After infidelity, lack of communication is what drives most couple towards divorce . As time goes on, couples get used to each other’s presence and intimacy takes a back seat.

Communication in any relationship makes for the very foundation and in marriages, it is what keeps it going. However, due to difference in opinions, different responsibilities and opposite outlooks in life, communication can often reduce to basic conversations and this is where you should buck up and set things right.

What can a lack of communication lead to?

Loss of trust- When your partner fails to communicate with you and you have no idea what is going on in their life, a million thoughts would spring up on your mind. You’d probably be left guessing as to why they skip dinner, come late or are always cranky, your trust would start to waver.

Insecurity- Partners have often reported to feel insecure as they begin communicating lesser and lesser. Most divorcees relate how they started to dread and become insecure about the future as they felt their spouse emotionally drifting away.

Infidelity - You’re not talking properly, your spouse would not be able to invite you to bed if all you talk about is how the food tastes saltier today. 70% of people cheat not only for sex, but also because they feel that the person they cheated with on their partner gave them importance and most importantly heard them out.

What can you do to improve communication after marriage ?

Exaggerating negative feelings- If your spouse is not being able to give you time, talk to them about it. What most people do is exaggerate the entire issue, ‘you did not notice my new haircut because you do not love me anymore like you did when we first met and when you promised that you would love me all your life’ was that sentence really necessary? Communicate issues rather than playing the blame game.

Understand them- Put yourself in their shoes, your spouse has a lot to deal with too. Try to be compassionate, can you forgive your spouse for not noticing your half an inch hair trim? Yes, you can. Try to think from their perspective too, be understanding and they would soon find the will to communicate.

Don’t presume- This is a very bad habit of most people.
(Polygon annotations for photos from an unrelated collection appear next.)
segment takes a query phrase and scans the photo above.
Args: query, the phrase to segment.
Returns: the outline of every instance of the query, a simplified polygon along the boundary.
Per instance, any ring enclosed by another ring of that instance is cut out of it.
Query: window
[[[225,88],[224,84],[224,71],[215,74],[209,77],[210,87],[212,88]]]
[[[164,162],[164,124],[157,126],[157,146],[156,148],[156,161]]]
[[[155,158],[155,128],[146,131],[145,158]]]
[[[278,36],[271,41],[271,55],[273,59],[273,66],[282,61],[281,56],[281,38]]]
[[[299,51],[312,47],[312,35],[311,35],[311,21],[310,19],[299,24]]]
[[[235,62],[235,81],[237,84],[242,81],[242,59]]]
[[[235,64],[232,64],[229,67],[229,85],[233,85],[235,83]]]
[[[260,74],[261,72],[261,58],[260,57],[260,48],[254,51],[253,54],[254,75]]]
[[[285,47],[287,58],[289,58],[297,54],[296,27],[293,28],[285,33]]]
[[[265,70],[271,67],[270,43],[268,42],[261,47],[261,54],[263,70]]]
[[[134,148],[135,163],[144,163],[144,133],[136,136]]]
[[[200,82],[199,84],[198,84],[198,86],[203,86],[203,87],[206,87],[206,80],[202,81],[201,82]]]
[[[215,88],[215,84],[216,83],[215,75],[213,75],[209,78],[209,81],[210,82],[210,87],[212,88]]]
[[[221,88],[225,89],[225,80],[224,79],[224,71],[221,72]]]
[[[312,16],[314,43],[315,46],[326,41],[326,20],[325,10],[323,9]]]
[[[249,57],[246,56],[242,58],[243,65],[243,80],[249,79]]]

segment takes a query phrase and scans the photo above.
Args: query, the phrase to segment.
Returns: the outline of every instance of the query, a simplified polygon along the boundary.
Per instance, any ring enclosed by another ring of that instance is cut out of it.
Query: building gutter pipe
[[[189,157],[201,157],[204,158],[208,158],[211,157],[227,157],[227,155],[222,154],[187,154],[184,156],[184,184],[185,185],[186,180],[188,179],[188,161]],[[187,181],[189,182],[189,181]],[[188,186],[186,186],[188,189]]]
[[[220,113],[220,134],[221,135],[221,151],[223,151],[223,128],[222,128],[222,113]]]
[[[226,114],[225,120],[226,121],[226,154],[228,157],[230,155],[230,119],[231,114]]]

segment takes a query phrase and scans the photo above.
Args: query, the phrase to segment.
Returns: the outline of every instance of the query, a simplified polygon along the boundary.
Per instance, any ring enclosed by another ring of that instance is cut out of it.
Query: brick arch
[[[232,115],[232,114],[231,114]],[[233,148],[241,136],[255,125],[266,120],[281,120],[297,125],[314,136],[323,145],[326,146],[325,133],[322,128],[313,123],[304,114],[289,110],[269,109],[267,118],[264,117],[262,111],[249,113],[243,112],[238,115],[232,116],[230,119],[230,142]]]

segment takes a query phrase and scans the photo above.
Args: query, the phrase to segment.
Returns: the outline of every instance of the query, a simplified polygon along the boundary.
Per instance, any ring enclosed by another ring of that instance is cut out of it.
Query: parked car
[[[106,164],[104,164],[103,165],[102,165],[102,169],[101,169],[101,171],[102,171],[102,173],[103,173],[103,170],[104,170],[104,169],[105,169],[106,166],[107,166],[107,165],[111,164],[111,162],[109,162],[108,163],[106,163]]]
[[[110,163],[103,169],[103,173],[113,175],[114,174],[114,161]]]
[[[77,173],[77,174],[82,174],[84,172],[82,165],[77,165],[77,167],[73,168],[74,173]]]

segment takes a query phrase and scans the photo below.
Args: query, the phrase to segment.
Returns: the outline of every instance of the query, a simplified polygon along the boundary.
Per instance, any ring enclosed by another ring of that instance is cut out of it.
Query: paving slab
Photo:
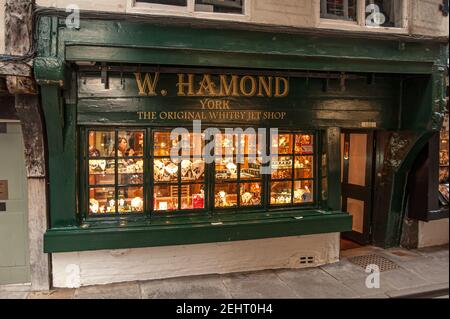
[[[380,280],[379,288],[368,288],[366,285],[366,278],[359,278],[353,280],[347,280],[342,282],[344,286],[353,291],[354,295],[358,298],[388,298],[387,291],[392,291],[395,288],[389,283]]]
[[[136,282],[81,287],[76,289],[75,299],[140,299],[140,289]]]
[[[230,274],[223,276],[223,283],[233,298],[298,298],[273,271]]]
[[[364,246],[364,247],[355,248],[355,249],[343,250],[343,251],[341,251],[340,258],[343,259],[343,258],[354,257],[354,256],[364,256],[364,255],[376,254],[382,250],[383,249],[379,248],[379,247]]]
[[[449,281],[449,263],[446,259],[430,258],[426,261],[422,259],[407,261],[402,263],[402,267],[424,278],[430,284]]]
[[[380,273],[380,286],[407,289],[430,284],[427,280],[406,269],[393,269]]]
[[[449,285],[447,282],[447,283],[440,283],[440,284],[433,284],[433,285],[424,285],[424,286],[415,287],[415,288],[387,291],[386,294],[391,298],[402,298],[402,297],[408,297],[411,295],[427,294],[427,293],[431,293],[433,291],[441,291],[441,290],[448,291],[448,287],[449,287]],[[441,297],[448,298],[448,295],[441,296]]]
[[[0,292],[2,291],[30,291],[30,284],[13,284],[13,285],[0,285]]]
[[[142,282],[143,299],[229,299],[220,276],[193,276]]]
[[[0,291],[0,299],[26,299],[27,291]]]
[[[73,299],[74,296],[75,289],[57,289],[30,292],[27,299]]]
[[[414,249],[413,251],[425,257],[434,257],[434,258],[443,257],[448,259],[449,256],[448,245]]]
[[[367,277],[367,273],[362,267],[359,267],[347,259],[340,262],[321,266],[320,269],[327,272],[339,281],[360,280]]]
[[[319,268],[278,270],[278,277],[300,298],[354,298],[355,293]]]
If you are going to act upon something that you think your spouse is guilty of, then don’t blame anyone when your marriage falls apart. Hear out what they have to say with an open mind and sans any preset notions.

Have healthy arguments- Every couple argues, but generalizing will not help. Be specific, tell them what trait or action of theirs have upset you rather than telling them how horrible they are for making you feel this way. State individual problems, listen to their point of view, offer solutions and come to a compromise.

Take the initiative- Start making small talks, ask them about their day, talk about the children’s progress in school or what happened at your workplace. Take charge and get them talking, but don’t pester or get angry when they respond in monosyllables, they’ll come around to the idea of opening up to you eventually. Till then, Good Luck!